「許してほしい?」
「ほしいねぇ~」
「本当に反省してる?」
「してるしてる」
「そんな風には見えないんだけど」
「そうなの? じゃあ……」
耳朶に龍之介の熱い唇が触れて身体がその熱に溶かされそうなると、その瞬間を見逃さなかった龍之介が私を抱きかかえた。
「な、なにっ!?」
「顔も手も足も汚れてるし、風呂入るぞ」
「入るぞって、一緒にってこと?」
「当たり前だろ。

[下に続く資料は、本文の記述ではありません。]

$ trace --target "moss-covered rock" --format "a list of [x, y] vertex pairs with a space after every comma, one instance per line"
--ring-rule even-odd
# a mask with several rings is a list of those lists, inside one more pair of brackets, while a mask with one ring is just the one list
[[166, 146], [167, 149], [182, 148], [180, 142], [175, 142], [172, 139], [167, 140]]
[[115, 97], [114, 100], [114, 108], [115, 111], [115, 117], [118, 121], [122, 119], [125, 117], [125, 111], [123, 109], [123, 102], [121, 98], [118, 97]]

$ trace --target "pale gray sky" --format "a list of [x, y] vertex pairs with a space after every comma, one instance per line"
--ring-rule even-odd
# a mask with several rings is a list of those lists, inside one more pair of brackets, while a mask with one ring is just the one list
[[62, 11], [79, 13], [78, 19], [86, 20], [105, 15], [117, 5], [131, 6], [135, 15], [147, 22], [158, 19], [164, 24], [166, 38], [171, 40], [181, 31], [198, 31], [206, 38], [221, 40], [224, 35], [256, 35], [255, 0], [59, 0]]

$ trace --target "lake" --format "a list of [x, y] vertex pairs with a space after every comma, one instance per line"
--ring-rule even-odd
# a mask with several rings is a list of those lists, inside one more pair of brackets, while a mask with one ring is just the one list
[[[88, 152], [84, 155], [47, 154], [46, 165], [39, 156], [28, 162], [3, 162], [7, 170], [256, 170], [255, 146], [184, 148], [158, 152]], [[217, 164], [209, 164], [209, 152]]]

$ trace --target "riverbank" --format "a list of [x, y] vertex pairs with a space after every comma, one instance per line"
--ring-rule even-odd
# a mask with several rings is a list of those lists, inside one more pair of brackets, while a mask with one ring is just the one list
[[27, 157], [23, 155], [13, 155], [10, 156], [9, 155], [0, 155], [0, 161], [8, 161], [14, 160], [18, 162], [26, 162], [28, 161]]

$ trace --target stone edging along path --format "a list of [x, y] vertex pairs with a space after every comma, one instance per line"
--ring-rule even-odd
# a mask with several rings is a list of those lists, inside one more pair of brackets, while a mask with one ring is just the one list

そこで俺が反省してるってことをわからせてやる」
わからせてやるって、それは反省してる人の言う言葉じゃないでしょっ!!
それに、一緒にお風呂なんてあり得ない!!
そんなこと勝手に決めないでよっ!!
「ひとりで入るから下ろして」
「却下」
「偉そうに……」
「だから俺は菜都の上司だって、何回言えばわかるの?。お前より偉いの」
でもここは会社じゃないわけで。上司風吹かされても困る。
自分の置かれている立場を、全くわかってないのかしら。
しばらくはしおらしい態度ってもんを、とるべきじゃないの?
不満だらけの言葉が、頭の中を駆け巡る。でも時は進んでいるわけで。
露天風呂手前の脱衣らしきスペースに到着すると身体をそっと下ろし、腕を組んで私のことをジッと見つめる。
その妖しく光る瞳に、右の口角がピクリと少しだけ上がる口元に、身体がぞわりと震えた。